Pagi ini saya mendapat undangan untuk menonton pemutaran film “Laskar Pelangi” di Megablitz Cineplex, Grand Indonesia. Undangan itu datang dari Klub Guru yang diajak nonton gratis oleh Pertamina Foundation, produser film tersebut. Ada hampir dua ratus guru dari Jakarta, Bogor, Depok, Tangerang, dan Bekasi yang tergabung dalam Klub Guru Jabodetabek yang hadir dalam pemutaran film tersebut. Bersama para guru tersebut datang juga sekitar 150-an siswa dari yayasan Al-Ittikon dari Kapuk Muara. Tak ada yang lebih pantas untuk menonton film ini selain para guru dan murid sekolah pinggiran. Film ini menurut saya didedikasikan bagi anak-anak miskin, terpencil, dan terpinggirkan yang tetap gigih untuk bersekolah dalam keadaan dan kondisi yang begitu mengenaskan macam Ikal, Lintang, Mahar, dan Harun. Film ini didedikasikan bagi guru dengan hati seluas samudra macam Ibu Muslimah yang pantang menyerah untuk mendidik
anak-anak yang dianggap tidak punya masa depan ini dalam situasi yang sangat minim. Film ini didedikasikan bagi kita yang ingin melihat Indonesia yang lebih baik melalui pendidikan yang berkualitas bagi setiap anak di sudut tersembunyi daerah mana pun.
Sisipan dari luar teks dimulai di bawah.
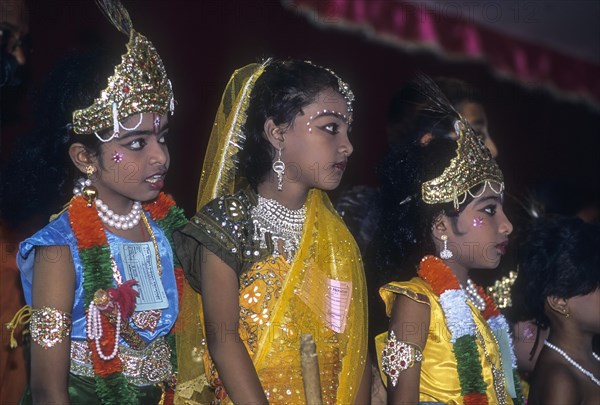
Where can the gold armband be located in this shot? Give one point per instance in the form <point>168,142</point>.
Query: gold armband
<point>49,326</point>
<point>398,356</point>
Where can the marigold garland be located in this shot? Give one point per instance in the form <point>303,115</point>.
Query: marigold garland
<point>453,301</point>
<point>111,385</point>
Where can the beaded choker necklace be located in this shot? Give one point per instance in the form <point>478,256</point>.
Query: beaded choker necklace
<point>111,385</point>
<point>574,363</point>
<point>464,333</point>
<point>269,216</point>
<point>125,222</point>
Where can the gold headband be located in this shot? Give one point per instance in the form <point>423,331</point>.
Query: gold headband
<point>472,165</point>
<point>139,83</point>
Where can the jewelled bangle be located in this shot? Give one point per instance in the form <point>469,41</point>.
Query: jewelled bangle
<point>399,356</point>
<point>49,326</point>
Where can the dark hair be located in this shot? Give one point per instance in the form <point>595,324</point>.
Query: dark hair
<point>404,234</point>
<point>35,178</point>
<point>280,93</point>
<point>458,91</point>
<point>408,112</point>
<point>560,257</point>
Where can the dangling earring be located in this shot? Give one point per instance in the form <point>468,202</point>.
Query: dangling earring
<point>279,169</point>
<point>446,253</point>
<point>88,191</point>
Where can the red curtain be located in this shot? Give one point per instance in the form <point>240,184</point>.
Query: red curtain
<point>411,25</point>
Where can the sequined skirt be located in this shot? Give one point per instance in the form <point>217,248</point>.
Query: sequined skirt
<point>148,366</point>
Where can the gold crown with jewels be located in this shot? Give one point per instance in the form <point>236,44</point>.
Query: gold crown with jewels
<point>472,165</point>
<point>139,83</point>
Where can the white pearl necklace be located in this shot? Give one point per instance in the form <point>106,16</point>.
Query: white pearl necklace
<point>474,296</point>
<point>128,221</point>
<point>574,363</point>
<point>94,330</point>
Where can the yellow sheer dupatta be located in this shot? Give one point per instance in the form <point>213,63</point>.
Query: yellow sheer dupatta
<point>219,177</point>
<point>326,271</point>
<point>328,259</point>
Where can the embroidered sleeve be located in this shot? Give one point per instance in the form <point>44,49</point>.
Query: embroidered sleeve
<point>221,226</point>
<point>49,326</point>
<point>398,356</point>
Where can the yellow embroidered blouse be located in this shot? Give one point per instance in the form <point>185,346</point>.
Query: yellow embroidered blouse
<point>439,375</point>
<point>321,292</point>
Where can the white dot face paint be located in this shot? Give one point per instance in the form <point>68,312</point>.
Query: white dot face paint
<point>477,222</point>
<point>347,119</point>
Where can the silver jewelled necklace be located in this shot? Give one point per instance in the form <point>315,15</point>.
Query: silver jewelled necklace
<point>473,295</point>
<point>574,363</point>
<point>125,222</point>
<point>268,216</point>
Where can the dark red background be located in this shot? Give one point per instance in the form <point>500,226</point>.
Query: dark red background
<point>202,42</point>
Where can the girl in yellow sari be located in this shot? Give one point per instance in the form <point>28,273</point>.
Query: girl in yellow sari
<point>442,216</point>
<point>268,254</point>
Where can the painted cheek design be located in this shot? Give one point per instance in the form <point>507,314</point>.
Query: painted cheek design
<point>336,113</point>
<point>117,157</point>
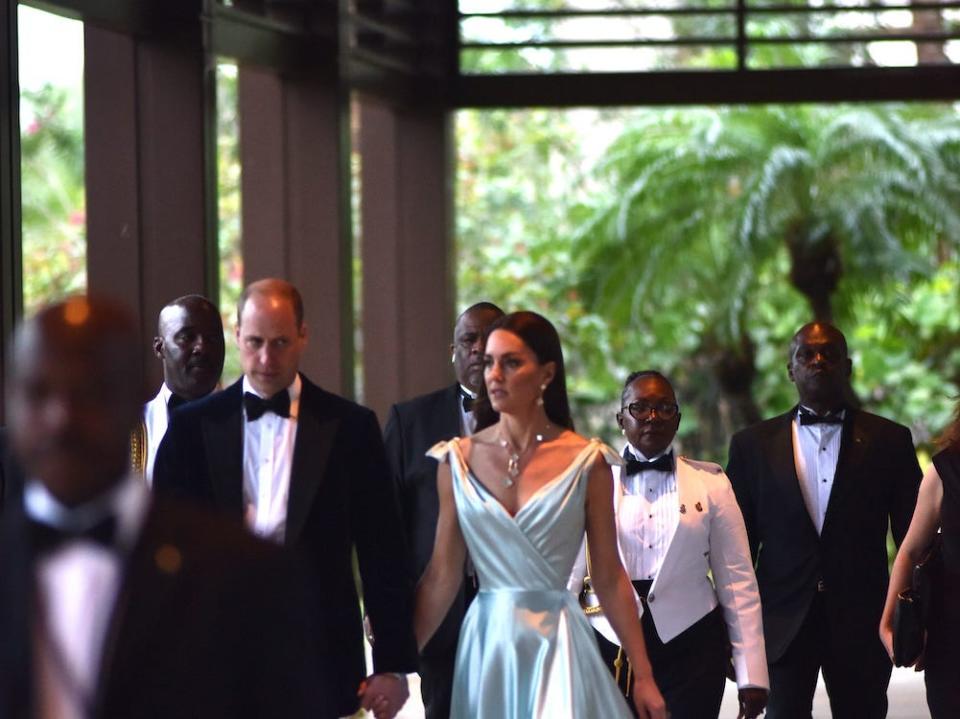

Ketika tiba di Grand Indonesia saya melihat seratus lebih anak-anak usia SD dan SMP berpakaian pramuka antri dengan tertib dipandu oleh guru mereka untuk naik lift ke lantai 8 dimana film tersebut bakal diputar. Jelas sekali bahwa sebagian besar di antara mereka baru sekali itu masuk ke Grand Indonesia dan juga baru pertama kalinya naik lift! Para siswa dan juga sebagian guru terbelalak dan melongo melihat kemewahan gedung yang baru pertemakalinya mereka injak tersebut. Padahal mereka tidak tinggal di Belitong dan Grand Indonesia hanya berjarak belasan kilometer dari tempat tinggal mereka! Selain nonton gratis mereka juga mendapat minuman Coke dan camilan pop-corn serta merchandise dari Pertamina Foundation. Hari itu mereka merasakan nikmatnya dimanjakan oleh Pertamina Foundation berkat ‘kibasan sayap kupu-kupu’ Ibu Muslimah. Karena terinspirasi oleh kegigihan Ibu Muslimah, gurunya di pelosok Belitong itulah Andrea Hirata menulis buku Laskar Pelangi yang menjadi ‘best seller’ dan kemudian dijadikan film oleh Pertamina Foundation tersebut. Kegigihan Ibu Muslimah yang seolah merupakan ‘kibasan sayap kupu-kupu’ di pelosok Belitung bertahun-tahun yang lalu saat ini telah menjadi gelombang dahsyat yang mampu menggerakkan begitu banyak orang untuk melakukan berbagai kegiatan yang berskala badai taifun.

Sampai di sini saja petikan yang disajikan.